Slick hand-held ultrasound devices that look like smartphones are set to replace the 200-year-old stethoscopes very soon, an Indian-origin doctor has said.
These pocket-sized ultrasound machines can diagnose heart, lung and other problems more accurately than traditional stethoscopes.
“With ultrasound devices, one can not only look at the heart, but all of the organs in the body,” said Jagat Narula, professor of cardiology at Mount Sinai School of Medicine in New York and co-author of the paper.
The ability to get a better look inside the body could prevent misdiagnoses, and help doctors detect abnormalities that need to be followed up with other tests.
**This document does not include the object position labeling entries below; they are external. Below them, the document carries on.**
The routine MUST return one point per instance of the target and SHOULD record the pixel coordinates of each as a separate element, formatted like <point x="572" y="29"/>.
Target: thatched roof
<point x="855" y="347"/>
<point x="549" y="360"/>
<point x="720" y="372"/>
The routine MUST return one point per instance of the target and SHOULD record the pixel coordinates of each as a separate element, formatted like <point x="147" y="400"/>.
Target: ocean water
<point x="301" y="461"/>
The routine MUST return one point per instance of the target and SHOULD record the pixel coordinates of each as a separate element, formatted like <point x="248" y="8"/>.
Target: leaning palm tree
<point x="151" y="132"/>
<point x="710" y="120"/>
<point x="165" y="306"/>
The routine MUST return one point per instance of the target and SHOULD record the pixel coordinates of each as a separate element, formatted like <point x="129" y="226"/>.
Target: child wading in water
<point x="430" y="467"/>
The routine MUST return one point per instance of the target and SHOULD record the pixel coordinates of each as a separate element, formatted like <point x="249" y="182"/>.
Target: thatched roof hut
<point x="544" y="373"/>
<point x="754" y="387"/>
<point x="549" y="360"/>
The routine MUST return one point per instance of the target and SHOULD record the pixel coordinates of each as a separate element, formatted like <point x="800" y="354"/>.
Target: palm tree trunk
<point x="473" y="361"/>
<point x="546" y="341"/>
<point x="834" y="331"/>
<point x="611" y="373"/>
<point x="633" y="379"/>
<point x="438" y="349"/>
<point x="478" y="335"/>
“Many authors have argued that ultrasound has become the stethoscope of the 21st century,” said Narula, who did his cardiology fellowship training and PhD from the All India Institute of Medical Sciences (AIIMS) in 1989.
The new devices could potentially impact the relationship between the doctor and patient, Narula said.
“Now, when a patient comes to me, I just talk to them for a few minutes, then I send them for a test and tell them to come back,” he said.
But “with an ultrasound device, I will be examining them on the bedside, spending 10 to 15 minutes with them, and talking as I’m doing ultrasound examination”, Narula added in a paper published in the journal Global Heart.
René Laennec, the French physician who invented the stethoscope in 1816, used the stethoscope as an indirect way to “look” into the chest.